Ana Cristina Marques, Observador, 27 de Fevereiro de 2016
Ana Rita Cavaco, bastonária da Ordem dos Enfermeiros, revelou num programa de rádio que já assistiu a casos de eutanásia nos hospitais públicos. «Eu não estou a chocar ninguém.»
A eutanásia já é praticada nos hospitais públicos. Quem o disse foi Ana Rita Cavaco, bastonária da Ordem dos Enfermeiros, durante o programa Em Nome da Lei, emitido na rádio Renascença. A responsável pela Ordem dos Enfermeiros admitiu ter conhecimento de casos em que médicos sugeriram administrar insulina a doentes terminais, de maneira a provocar-lhes o coma e, consequentemente, a morte.
«Vivi situações pessoalmente, não preciso de ir buscar outros exemplos, em que houve médicos que sugeriram, por exemplo, administrar insulina àqueles doentes para lhes provocar um coma insulínico», revelou Ana Rita Cavaco.
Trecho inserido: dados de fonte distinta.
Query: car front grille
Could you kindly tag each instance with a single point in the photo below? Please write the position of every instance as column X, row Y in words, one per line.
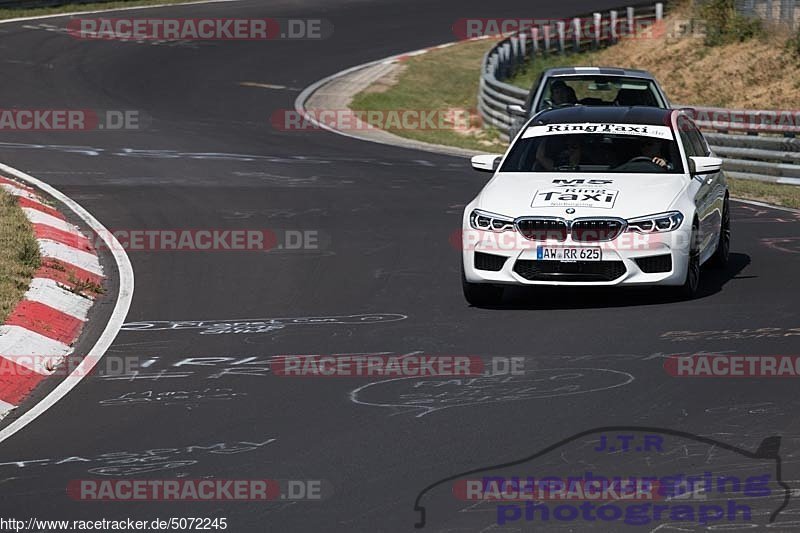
column 655, row 263
column 570, row 272
column 597, row 230
column 581, row 229
column 543, row 229
column 491, row 262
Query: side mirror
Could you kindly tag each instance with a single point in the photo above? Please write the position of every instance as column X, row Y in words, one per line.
column 516, row 109
column 704, row 165
column 486, row 162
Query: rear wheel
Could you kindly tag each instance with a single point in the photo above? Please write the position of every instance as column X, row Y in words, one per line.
column 689, row 288
column 722, row 254
column 480, row 294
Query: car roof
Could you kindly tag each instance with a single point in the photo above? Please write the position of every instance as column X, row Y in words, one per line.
column 605, row 114
column 605, row 71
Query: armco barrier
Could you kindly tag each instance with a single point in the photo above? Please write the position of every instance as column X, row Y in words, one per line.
column 763, row 147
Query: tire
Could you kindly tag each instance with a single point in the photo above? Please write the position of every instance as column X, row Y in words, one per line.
column 689, row 288
column 722, row 254
column 480, row 294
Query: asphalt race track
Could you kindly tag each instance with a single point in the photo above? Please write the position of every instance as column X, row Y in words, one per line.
column 385, row 216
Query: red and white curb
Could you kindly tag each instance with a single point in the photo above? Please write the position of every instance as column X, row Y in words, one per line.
column 42, row 329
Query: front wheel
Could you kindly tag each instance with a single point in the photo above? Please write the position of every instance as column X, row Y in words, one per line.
column 689, row 288
column 480, row 294
column 722, row 254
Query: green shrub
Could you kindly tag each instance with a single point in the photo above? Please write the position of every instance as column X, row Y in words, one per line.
column 725, row 25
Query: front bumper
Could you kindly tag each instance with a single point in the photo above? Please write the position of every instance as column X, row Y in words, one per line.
column 630, row 259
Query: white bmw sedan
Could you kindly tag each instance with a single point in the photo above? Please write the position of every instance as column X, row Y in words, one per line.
column 597, row 196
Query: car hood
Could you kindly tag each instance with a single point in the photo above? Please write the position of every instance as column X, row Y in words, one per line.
column 518, row 194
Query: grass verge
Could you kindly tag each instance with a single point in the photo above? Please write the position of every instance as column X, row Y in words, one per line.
column 771, row 193
column 75, row 8
column 441, row 79
column 19, row 254
column 756, row 72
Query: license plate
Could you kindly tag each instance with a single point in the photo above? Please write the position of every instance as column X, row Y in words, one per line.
column 561, row 253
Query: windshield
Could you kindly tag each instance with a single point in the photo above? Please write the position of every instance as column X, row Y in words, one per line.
column 625, row 148
column 599, row 90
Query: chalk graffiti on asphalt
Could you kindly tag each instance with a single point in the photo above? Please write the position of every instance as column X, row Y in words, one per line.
column 259, row 325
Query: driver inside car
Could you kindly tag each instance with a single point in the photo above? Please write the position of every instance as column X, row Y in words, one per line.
column 562, row 94
column 652, row 149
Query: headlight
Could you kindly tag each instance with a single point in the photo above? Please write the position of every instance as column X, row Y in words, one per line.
column 490, row 221
column 656, row 223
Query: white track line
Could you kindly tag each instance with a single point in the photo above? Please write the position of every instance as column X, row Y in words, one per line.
column 40, row 217
column 762, row 204
column 73, row 256
column 115, row 322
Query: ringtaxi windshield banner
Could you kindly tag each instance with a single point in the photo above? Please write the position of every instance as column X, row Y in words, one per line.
column 638, row 130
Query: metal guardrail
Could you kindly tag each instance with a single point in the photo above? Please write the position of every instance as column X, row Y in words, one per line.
column 757, row 152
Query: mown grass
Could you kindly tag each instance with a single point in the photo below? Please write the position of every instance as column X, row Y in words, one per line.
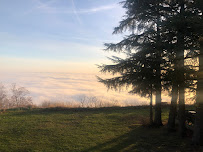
column 85, row 130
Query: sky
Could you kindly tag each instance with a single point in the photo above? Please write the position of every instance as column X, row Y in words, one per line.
column 56, row 35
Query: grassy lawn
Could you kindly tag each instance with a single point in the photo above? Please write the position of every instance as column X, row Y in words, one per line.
column 85, row 130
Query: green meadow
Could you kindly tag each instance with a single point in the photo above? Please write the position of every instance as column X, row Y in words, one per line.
column 113, row 129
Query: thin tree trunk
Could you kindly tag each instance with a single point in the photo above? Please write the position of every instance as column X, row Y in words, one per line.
column 173, row 108
column 151, row 110
column 157, row 119
column 181, row 75
column 198, row 129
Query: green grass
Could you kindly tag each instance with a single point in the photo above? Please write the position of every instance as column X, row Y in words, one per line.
column 85, row 130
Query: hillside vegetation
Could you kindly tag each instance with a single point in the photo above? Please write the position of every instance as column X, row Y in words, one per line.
column 86, row 130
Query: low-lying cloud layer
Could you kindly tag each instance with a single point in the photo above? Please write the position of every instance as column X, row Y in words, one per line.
column 67, row 87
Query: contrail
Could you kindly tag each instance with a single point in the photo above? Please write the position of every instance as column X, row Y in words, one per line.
column 75, row 12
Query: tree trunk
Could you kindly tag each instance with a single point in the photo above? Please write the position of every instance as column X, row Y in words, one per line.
column 173, row 108
column 198, row 129
column 157, row 119
column 181, row 88
column 158, row 86
column 181, row 74
column 151, row 110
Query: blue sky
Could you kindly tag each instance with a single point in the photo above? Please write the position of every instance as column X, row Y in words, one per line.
column 54, row 35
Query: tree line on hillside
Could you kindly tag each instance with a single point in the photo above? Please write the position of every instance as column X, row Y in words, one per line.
column 17, row 97
column 163, row 48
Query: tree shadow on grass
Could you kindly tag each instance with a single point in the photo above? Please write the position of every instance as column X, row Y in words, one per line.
column 144, row 139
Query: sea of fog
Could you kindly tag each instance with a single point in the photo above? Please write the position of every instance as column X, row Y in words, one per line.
column 67, row 87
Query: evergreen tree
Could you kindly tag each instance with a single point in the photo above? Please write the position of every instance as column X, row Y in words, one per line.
column 145, row 16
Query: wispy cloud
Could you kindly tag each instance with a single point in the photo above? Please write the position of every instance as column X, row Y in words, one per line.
column 97, row 9
column 49, row 8
column 75, row 12
column 66, row 87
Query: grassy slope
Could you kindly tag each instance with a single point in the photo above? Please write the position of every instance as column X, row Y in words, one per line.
column 72, row 130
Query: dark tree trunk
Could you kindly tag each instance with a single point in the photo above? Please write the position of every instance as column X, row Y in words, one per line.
column 181, row 87
column 173, row 108
column 181, row 75
column 158, row 86
column 151, row 110
column 198, row 129
column 157, row 119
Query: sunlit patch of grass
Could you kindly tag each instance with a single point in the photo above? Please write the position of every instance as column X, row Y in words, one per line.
column 72, row 130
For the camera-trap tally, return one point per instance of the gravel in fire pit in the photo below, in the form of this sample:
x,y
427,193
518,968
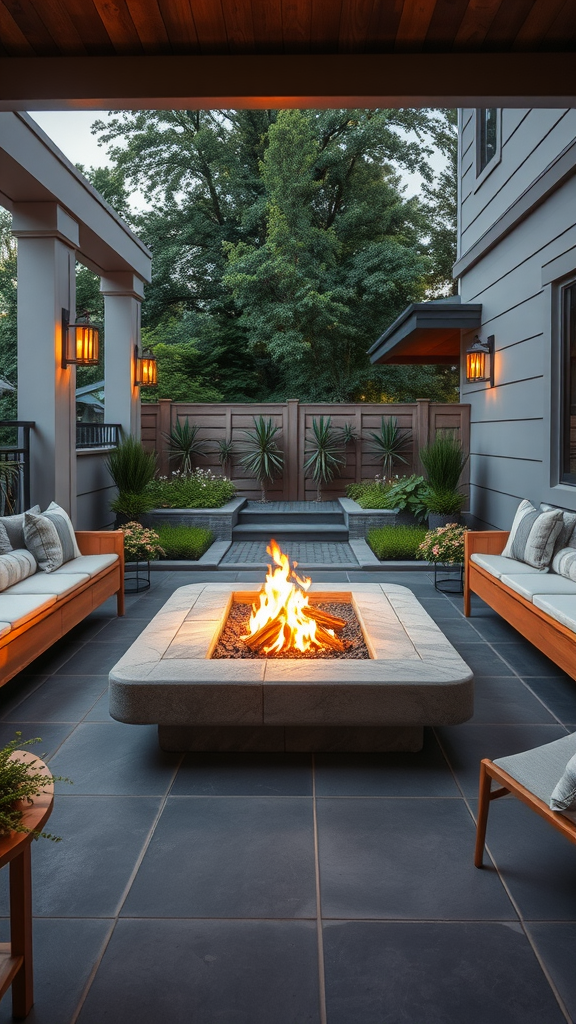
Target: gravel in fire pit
x,y
230,644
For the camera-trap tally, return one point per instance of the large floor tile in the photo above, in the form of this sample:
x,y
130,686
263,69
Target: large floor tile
x,y
536,862
244,775
505,698
434,974
65,952
406,859
556,944
466,744
59,698
86,873
228,857
422,774
116,759
210,972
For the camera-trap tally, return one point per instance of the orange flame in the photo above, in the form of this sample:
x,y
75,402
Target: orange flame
x,y
284,603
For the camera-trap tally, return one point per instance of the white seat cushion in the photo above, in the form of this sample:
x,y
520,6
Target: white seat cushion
x,y
58,584
529,584
17,609
498,564
92,564
563,608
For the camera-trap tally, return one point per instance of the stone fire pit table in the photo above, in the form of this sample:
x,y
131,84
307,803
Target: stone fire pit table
x,y
413,678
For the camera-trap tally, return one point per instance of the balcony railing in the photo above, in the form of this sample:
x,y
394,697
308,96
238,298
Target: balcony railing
x,y
94,435
14,466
Perante esta declaração, a jornalista confrontou a bastonária, questionando-a sobre se as situações descritas aconteceram, ou não, no Sistema Nacional de Saúde. «Sim, como é óbvio», responde Ana Rita Cavaco. «Eu não estou a chocar ninguém, porque quem nos está a ouvir e trabalha no SNS sabe que estas coisas acontecem por debaixo do pano. Portanto, vamos falar abertamente sobre isto», continuou.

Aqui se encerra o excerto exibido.